Do you happen to now which Dometic A/C work at lower current? My A/Cs are both Dometic. The 13,500 bedroom unitis a low profile and my RV was built last Sept. I have the sheet that the manufacturer sends with the units model # that they installed but the model # they have listed for my unit does not exist. There is one unit on Dometic site that is one number off in the middle of the model # so this might be it.


unfortunetly I don't have and emperical data. All I have is info when the topic of starting/running AC units, those with Dometic seem to have less trouble than those with Coleman Mach series.

Also, like you, the Coleman unit I have doesn't show on their website. The reason is that it is a unit built specifically for the OEM trailer mfg. rather than a replacement unit. differences are often very subtle, like different location for some wiring, and on occasion not so subtle like removing the start cap on the fan or compressor.

Now, in the last few years the AC mfg have started introducing "power saving" AC units, dropping the typical running current from 13-14A down to the 10-11 A range. while that doesn't sound like much, it is a big improvement when trying to run the AC units from a 2000VA generator. starting them can still be an issue.


Posted By: ktmrfs on 01/28/18 11:34am

dieseltruckdriver wrote:

burningman wrote:

Buying the “Companion” EU2000, or passing up a deal on a regular EU2000 is ridiculous.
The Companion is no different other than having THE WRONG 30-amp plug mounted on it and it costs $100 more. Why would you do that?
It’s so easy and so cheap to make your own parallel box, and there are a bunch of write-ups on it.

I like making them with an outlet box, an RV-30 receptacle, a face plate, and two 12-gauge power-tool replacement cords. The factory parallel kit is extremely overpriced and still is t what you need.

You do have a possibly unsafe condition doing it that way.
The way I did it was to buy the parallel cord kit, cut it in half and connect them to the RV 30 amp outlet in the box.
It is still not idiot proof, but I can unhook one generator and still have power to the camper and not worry about someone grabbing the end.


yup, there is a reason these are often called "deadman's plug" or "deadmans cord" or "suicide plug"


Posted By: burningman on 09/16/18 06:29pm

The twist lock is the WRONG plug for RV use of Honda generators, which is what we’re talking about. I know it’s there because this isn’t what most of them get used for.

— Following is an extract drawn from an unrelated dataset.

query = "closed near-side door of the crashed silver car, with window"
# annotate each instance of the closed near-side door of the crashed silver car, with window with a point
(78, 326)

As for my so-called dead man’s plug arrangement, I could just as well put banana plugs on the ends of my cords. If you’re that squeamish just do that.
I like mine with the regular plugs. It’s less hassle, I don’t have to get a screwdriver to connect the grounds, and if someone messes with my generators and gets zapped, GREAT!! It’s not my job or desire to make my stuff one million percent idiot proof in case someone with no business messing with it decides to put one of my plugs in their mouth.